Il devra gérer pour le compte de celle-ci la reconstruction d'un pays : Haïti.
Vous vous êtes très vite intéressé à Haïti...
Oui, ma première mission en Haïti date de 1997. De cette date à 2001, j'ai donné des cours d'ingénierie routière à l'institut de coopération franco-caraïbes pour des ingénieurs et techniciens
haïtiens. En 2005, j'ai été missionné pour une expertise technique pour le compte de la Banque mondiale. Après le séisme de 2010, j'ai fait partie de la première mission sur le terrain pour
évaluer les dégâts et les besoins immédiats.
Qu'avez-vous trouvé là-bas après le séisme ?
Le chaos. Port-au-Prince ravagée. Des gens en détresse. Des difficultés de circulation, plus du tout d'eau et d'électricité, des centaines de milliers d'habitations endommagées, un Etat à
reconstruire.
Vous avez mis en place un audit de la situation à Port-au-Prince pour évaluer les dégâts matériels.
Oui, nous avons formé deux cents ingénieurs haïtiens pour qu'ils expertisent chaque bâtiment de la capitale. Ils en ont recensé environ 400 000 qu'ils ont visités, expertisés minutieusement. Ils
faisaient, chaque jour, de 3 à 4 000 expertises !
« 130 000 bâtiments endommagés »
Une évaluation de ces dégâts ?
Il y a 130 000 bâtiments qui sont affectés, ce fait la moitié des bâtiments de Guadeloupe, dont 25% qui sont à détruire ou détruits. 75 à 80 000 bâtiments sont à réparer ou à reconstruire.
Va-t-on déplacer la capitale comme certains l'ont souhaité ?
Non, la capitale va rester où elle est mais il faudra reconstruire certains quartiers très touchés ailleurs. C'est le moment de rééquilibrer le territoire vers la province.

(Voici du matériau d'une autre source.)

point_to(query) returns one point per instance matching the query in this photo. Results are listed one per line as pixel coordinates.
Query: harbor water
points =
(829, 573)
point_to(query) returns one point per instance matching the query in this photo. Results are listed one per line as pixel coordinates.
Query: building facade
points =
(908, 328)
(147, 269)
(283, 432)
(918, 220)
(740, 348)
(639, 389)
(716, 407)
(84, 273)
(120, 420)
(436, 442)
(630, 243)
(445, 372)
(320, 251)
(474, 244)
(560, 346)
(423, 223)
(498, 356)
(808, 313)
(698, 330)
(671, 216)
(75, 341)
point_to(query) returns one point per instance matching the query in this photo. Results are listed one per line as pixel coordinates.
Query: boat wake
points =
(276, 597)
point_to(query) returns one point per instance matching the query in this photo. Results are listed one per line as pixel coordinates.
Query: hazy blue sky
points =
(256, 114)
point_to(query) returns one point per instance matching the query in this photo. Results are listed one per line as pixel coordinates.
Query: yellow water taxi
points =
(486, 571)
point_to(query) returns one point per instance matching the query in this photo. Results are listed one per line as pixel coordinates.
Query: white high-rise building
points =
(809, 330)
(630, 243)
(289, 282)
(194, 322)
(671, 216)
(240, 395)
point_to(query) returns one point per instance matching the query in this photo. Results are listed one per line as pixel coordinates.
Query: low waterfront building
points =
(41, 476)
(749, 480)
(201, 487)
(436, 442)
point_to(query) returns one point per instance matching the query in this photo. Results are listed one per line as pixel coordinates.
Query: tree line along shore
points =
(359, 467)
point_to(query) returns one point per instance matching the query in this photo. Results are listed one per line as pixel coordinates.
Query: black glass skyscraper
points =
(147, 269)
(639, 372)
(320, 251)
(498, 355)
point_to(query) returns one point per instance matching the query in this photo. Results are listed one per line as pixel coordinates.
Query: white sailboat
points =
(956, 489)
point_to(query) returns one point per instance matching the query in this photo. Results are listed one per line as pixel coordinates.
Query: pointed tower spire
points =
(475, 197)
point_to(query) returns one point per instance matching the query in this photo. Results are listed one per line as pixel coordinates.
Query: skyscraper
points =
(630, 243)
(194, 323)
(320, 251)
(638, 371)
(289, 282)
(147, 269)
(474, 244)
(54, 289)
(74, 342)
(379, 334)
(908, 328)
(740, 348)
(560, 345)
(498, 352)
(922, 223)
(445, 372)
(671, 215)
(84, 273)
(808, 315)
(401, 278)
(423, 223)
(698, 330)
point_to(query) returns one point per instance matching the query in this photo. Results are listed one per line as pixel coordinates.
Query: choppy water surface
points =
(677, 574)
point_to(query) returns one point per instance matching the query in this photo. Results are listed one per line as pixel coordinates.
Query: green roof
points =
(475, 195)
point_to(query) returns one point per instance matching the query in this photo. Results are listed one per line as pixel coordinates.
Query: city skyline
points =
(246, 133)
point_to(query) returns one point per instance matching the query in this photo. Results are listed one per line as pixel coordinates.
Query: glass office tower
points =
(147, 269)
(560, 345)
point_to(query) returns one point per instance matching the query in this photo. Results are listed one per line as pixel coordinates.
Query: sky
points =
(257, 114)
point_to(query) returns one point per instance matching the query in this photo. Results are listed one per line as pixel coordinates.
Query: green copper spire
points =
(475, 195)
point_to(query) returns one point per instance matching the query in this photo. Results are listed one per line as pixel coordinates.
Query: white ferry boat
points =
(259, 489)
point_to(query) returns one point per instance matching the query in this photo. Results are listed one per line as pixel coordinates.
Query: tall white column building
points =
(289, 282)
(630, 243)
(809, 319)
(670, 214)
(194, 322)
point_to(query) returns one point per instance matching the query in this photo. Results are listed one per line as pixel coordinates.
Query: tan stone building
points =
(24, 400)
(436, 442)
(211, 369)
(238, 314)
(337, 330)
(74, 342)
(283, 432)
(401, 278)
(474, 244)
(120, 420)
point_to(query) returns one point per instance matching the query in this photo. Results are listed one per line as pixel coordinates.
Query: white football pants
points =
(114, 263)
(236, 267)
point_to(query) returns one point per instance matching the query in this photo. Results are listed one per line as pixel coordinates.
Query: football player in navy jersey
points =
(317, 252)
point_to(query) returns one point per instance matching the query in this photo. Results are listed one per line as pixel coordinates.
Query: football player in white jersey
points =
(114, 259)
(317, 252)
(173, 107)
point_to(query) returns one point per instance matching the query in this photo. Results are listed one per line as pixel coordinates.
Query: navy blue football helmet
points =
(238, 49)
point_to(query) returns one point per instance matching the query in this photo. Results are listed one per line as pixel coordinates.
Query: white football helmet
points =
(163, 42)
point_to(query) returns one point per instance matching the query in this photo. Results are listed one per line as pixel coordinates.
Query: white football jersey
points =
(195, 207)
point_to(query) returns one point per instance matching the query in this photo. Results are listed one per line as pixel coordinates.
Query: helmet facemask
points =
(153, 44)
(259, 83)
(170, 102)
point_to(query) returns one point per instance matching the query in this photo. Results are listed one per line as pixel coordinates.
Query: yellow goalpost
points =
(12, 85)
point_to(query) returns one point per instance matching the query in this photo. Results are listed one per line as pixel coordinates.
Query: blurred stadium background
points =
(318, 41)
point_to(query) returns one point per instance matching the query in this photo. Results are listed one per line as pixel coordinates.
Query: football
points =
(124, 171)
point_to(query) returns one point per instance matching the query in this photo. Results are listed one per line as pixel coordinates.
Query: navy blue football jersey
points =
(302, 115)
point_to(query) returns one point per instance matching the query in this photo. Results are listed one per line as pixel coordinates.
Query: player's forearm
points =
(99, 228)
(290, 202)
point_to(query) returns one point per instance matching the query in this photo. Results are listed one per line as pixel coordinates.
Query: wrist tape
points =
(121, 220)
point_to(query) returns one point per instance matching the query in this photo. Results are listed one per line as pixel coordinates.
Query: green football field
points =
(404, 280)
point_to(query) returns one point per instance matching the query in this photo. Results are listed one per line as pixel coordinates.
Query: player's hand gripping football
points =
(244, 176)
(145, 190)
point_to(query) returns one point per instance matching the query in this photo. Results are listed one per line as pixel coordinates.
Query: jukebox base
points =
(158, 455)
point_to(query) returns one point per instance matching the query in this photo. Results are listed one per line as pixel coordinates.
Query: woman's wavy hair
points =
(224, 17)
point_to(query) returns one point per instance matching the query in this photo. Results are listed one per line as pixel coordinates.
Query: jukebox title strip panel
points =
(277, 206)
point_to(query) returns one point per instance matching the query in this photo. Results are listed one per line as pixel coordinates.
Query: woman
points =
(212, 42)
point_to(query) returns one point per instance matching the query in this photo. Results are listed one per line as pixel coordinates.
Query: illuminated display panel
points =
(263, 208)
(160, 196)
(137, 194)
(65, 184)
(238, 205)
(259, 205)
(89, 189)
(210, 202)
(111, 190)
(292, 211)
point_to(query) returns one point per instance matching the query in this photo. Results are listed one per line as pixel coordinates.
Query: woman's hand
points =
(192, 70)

Qu'est-ce qui a été fait en un an ?
Beaucoup plus de choses que ce que l'on dit ! Il y a eu un travail d'urgence qui était celui de stabiliser la population. Il y a 1,5 million de personnes affectées ou déplacées. Il faut s'occuper
d'eux, ce qui n'est pas simple. Reste la reconstruction...
Comment celle-ci va-t-elle se faire ? Des barres style Mortenol ?
Les Haïtiens seraient heureux d'avoir de telles structures, aux normes. Non, il va falloir faire en fonction des besoins, des zones. Pour reconstruire des logements, il est prévu une somme
d'environ 10 milliards de dollars. C'est ce qui a été promis par les pays riches. Or, pour construire 80 000 logements, ce qu'il faudrait rapidement, c'est 20 milliards de dollars !
Dans un pays ravagé, sans institutions établies ?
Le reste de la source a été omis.